Penser l’accessibilité, c’est se demander : 
- Est-ce que la personne peut comprendre le lieu ? 
- Se repérer seule ? 
- Choisir son propre chemin ? 
- Accéder aux services ? 
- Pouvoir vivre une expérience complète dans le lieu, en étant réellement autonome, acteur de ses choix et inclus dans toutes les étapes ?
Les biais sont nombreux. Ils viennent parfois d’une méconnaissance sincère, d’un manque de contact avec les personnes concernées, ou d’une vision trop technique de l’accessibilité.
Mais il faut aussi le dire : il est facile de se réfugier derrière la loi, de se contenter du minimum réglementaire, ou de justifier l’inaction par l’ignorance. Dans certains cas, ce n’est pas un oubli, c’est un choix. Un choix de ne pas faire. Un choix de ne pas voir. Et cela a des conséquences concrètes pour des millions de personnes.
Rendre un lieu vraiment accessible, c’est aller plus loin que les obligations. C’est considérer que chaque personne a le droit d’agir en autonomie, de comprendre, de se sentir attendue, considérée, digne.
Virtuoz ne remplace pas la rampe. Il la prolonge. Il la complète. Il ouvre un champ d’exploration.
Virtuoz donne les moyens de s’orienter, de choisir, de comprendre, de circuler avec confiance, de faire des choix et de se sentir pleinement à sa place, libre. 
Et c’est exactement cela, l’accessibilité.

 


FAQ

Pourquoi dire qu’une rampe d'accès ne suffit pas ?

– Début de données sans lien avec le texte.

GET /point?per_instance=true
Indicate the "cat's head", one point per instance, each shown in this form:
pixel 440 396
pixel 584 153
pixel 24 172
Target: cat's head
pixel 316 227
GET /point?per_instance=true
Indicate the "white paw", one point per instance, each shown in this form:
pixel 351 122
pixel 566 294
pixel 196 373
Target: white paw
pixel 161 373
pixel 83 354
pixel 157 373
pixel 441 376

Parce que l’accessibilité ne se limite pas à la mobilité physique. Elle englobe aussi la capacité à comprendre un espace, s’y repérer, s’orienter, et interagir avec son environnement. Une rampe permet de franchir un obstacle, mais ne fournit aucune information sur la configuration des lieux, les services disponibles, ni les moyens de s’y orienter.


Virtuoz remplace-t-il les autres dispositifs d’accessibilité ?

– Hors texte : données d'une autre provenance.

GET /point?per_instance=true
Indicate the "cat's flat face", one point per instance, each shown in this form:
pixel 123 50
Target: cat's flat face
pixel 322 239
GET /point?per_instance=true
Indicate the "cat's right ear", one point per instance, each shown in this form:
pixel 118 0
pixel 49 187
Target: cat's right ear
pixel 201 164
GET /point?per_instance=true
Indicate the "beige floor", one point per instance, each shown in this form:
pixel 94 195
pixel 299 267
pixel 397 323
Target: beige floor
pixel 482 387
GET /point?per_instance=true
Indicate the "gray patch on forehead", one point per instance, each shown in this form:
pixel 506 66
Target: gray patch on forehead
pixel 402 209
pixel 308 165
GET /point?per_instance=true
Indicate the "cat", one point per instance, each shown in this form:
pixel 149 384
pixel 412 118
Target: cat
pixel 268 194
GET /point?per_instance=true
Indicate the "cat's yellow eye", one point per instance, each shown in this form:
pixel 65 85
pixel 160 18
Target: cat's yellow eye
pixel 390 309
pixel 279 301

Non. Virtuoz complète les dispositifs existants. Il répond spécifiquement aux besoins des personnes malvoyantes et non-voyantes en leur offrant une compréhension tactile et sonore de leur environnement. Il ne se substitue pas à ce qui existe, mais vient enrichir l’expérience.


Est-ce que Virtuoz est adapté à tous les types de lieux ?

Oui. Virtuoz peut être installé partout, même dans les bâtiments classés ou protégés. Il ne nécessite ni infrastructure, ni réseau, ni travaux. Son format discret et autonome respecte totalement l’architecture et le patrimoine du lieu.


Les personnes déficientes visuelles peuvent-elles utiliser Virtuoz seules ?

Oui. Virtuoz a été pensé pour une utilisation en autonomie. Chaque personne déclenche les informations à la demande, explore à son rythme, dans la langue de son choix, avec des contenus adaptés à ses besoins. L’expérience est libre, personnalisée, et conçue pour permettre à chacun de choisir son parcours.